Im Anschluss danach nehmen Sie in der glattgestrichenen Sitzfläche Platz. Anschließend wird der Bezug der Sitzeinheit ( in unserem Beispiel 70 cm Sitzbreite ) zur Mitte zu einer Welle zusammengestrichen und kann jetzt z.B. mit einem Lineal gemessen werden. Liegt die Welle unter 2 cm liegt in der Regel kein Fehler vor.

 

Die Wellenbildung dient insbesondere der Elastizität des Leders zu wahren und ein Einreißen zu verhindern oder bei Belastung einen Dehnungsausgleich liefern zu können; dadurch wird eine längerfristige Lebensdauer einer legeren Garnitur gewährt. Speziell Lederhaut hat aufgrund seines natürlichen Ursprungs und seiner dreidimensionalen Faserstruktur an unterschiedlichen Stellen auch unterschiedliche Dehnungsfähigkeiten.

 

Zur Erläuterung : Wird das Polster belastet, entsteht eine Mulde.
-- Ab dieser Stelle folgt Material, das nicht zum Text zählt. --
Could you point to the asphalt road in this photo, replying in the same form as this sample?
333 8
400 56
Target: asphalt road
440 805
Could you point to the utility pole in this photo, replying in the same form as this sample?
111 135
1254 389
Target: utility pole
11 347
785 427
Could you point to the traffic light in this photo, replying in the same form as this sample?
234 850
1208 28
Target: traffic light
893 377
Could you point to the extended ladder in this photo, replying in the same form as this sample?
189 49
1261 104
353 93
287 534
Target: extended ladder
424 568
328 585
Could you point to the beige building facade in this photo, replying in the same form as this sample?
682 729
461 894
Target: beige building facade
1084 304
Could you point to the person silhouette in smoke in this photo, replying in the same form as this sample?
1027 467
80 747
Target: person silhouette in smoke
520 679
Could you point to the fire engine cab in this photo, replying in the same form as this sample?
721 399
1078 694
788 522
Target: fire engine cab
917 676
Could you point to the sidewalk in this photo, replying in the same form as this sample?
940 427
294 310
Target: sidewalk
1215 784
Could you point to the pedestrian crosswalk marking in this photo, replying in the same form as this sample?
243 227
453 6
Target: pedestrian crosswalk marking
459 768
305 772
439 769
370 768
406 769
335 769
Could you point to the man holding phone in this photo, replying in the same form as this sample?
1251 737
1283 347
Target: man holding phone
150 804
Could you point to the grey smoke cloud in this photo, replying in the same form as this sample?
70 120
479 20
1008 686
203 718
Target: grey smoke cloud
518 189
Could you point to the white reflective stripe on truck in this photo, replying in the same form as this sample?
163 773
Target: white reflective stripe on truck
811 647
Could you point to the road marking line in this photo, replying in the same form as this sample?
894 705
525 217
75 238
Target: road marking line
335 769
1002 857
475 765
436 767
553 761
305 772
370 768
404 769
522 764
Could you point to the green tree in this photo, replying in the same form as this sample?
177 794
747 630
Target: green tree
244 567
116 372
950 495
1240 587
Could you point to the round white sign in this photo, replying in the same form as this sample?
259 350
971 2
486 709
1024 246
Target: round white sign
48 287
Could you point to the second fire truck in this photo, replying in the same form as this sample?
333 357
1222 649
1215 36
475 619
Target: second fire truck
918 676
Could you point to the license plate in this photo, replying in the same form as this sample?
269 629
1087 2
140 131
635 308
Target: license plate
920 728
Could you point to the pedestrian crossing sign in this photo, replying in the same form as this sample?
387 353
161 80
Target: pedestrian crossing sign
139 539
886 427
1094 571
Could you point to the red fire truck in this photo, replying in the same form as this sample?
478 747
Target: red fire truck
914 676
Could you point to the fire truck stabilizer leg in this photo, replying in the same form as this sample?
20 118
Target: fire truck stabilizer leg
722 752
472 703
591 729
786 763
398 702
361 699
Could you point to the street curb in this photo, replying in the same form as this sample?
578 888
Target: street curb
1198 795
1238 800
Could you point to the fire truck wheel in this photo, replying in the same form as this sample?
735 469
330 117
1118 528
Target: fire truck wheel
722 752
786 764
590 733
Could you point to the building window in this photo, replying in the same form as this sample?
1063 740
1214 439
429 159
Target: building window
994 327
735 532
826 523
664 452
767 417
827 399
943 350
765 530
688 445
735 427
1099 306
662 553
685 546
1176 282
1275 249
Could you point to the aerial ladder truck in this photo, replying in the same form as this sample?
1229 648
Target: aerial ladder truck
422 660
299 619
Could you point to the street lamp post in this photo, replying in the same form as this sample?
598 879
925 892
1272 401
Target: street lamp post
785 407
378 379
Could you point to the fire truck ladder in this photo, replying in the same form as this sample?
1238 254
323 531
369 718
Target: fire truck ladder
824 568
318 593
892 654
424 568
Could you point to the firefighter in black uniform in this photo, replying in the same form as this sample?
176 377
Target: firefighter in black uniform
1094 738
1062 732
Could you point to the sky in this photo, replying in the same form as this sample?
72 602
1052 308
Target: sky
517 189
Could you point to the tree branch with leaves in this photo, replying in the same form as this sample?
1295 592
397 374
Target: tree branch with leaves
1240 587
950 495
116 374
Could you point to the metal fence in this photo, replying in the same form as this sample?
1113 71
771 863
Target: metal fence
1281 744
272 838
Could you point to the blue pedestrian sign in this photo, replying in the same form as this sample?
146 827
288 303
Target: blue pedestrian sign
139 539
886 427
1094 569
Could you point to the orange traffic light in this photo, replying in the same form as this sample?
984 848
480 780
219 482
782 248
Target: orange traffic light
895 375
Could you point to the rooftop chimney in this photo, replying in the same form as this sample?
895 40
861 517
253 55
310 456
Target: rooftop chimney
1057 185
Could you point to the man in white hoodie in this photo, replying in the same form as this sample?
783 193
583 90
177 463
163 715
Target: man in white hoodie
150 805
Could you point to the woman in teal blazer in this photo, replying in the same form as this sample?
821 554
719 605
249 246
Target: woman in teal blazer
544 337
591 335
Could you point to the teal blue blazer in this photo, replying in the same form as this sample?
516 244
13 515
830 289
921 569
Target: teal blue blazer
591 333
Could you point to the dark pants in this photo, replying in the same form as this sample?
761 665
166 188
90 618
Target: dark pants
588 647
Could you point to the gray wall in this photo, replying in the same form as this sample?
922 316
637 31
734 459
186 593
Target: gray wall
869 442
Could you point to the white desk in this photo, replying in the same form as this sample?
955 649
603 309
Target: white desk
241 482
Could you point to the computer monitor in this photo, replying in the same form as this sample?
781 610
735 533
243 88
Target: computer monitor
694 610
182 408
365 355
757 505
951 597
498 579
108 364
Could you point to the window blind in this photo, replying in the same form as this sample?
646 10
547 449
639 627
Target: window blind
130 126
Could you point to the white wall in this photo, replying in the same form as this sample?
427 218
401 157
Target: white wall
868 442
Diese Vertiefung im Polster muss vom Bezug ausgeglichen werden. Würde der Bezug fest über die Polsterung gespannt, bestünde die Gefahr, dass dadurch der Bezug oder die Nähte ausreißen. In diesen Fällen spricht man von einer konstruktiv notwendigen Falten- /Wellenbildung.  Zum anderen kommt noch eine weitere Art von Falten- /Wellenbildung zum Tragen, nämlich die modellbedingte Falten- /Wellenbildung.

 

Der Bezug wird bewusst großzügig zugeschnitten, um dem Modell dadurch eine besondere Note zu verleihen und den saloppen Charakter zusätzlich zu unterstreichen, so handelt es sich auch um eine designtechnische und gestalterische gewollte Erscheinung. In den meisten Modellbeschreibungen bei Polstergarnituren werden Sie den Begriff leger wieder finden, der selbst im Duden als ungezwungen und nachlässig beschrieben wird.

 

Eine legere Polsterung zeichnet sich durch eine weiche und softige Oberfläche aus. Es können aber je nach dem Verfahren bzw. der Verarbeitung des Füllmaterials zu gewissen Höhenverlusten kommen, die sich dann wieder in einer Sitzmulde widerspiegeln. Nach der RAL – GZ 430/4 ist dies design- und konstruktionstechnisch gewollt.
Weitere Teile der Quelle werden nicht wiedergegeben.